The three-story house was not built with the intention of serving as a bed and breakfast. The building was constructed in 1882 in the Gilded Age and was called Wynnstay, according to the Rosens.
The only evidence of the history of the building after its construction is a postcard from the 1920s calling the inn Hampton Terrace. A little brochure from the 1940s advertising the inn describes the "new Tanglewood."
Both papers show the front of the inn with a second-story balustrade above the front entrance, complete with overhanging flowers, though the balustrade does not exist now.
"That's something that's really important to us. We want to replace that right away, right down to the planters," Stan Rosen said. He and his wife, who dreamed about running their own inn for years, hope to keep the decor of the inn true to the time period in which it was built, right down to pulling up modern carpeting to reveal hardwood floors. Susan Rosen has refinished and artistically painted furniture for years, and plans to add her own touches throughout the house.

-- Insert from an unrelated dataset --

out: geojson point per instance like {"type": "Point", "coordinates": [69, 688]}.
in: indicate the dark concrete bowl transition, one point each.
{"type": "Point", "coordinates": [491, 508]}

As for breakfast, Susan's nephew Jonah Baker, a new chef at Bistro Zinc on Church Street, will serve guests an "enhanced continental breakfast." The inn is already booked for nearly all weekends this summer.
The Rosens bought the inn from Don O'Brien, who raised his six children and ran a bed and breakfast there with his wife for 31 years.
"They said we reminded them of themselves when they were starting out," Susan Rosen said. The Rosens have been married for 20 years and have four children: teen-agers Lauren and Courtney, and 6-year-old twins Tristan and Colin. They also have a dog named Pigeon.
"We wanted a place where we could raise our family. This looked like a family home," Susan said. The Rosens purchased the 6,000-square-foot house for $500,000, and invested another $200,000 for renovations through a loan from Berkshire Bank.
They have already received the necessary town permits to renovate the existing Carriage House to create six additional guest rooms which they hope to complete by next summer, bringing the total to 12 rooms. "This wasn't a big stretch for me," Stan Rosen said. "We love the Berkshires and the cultural attractions here, and now we have a place where we can share that with other people."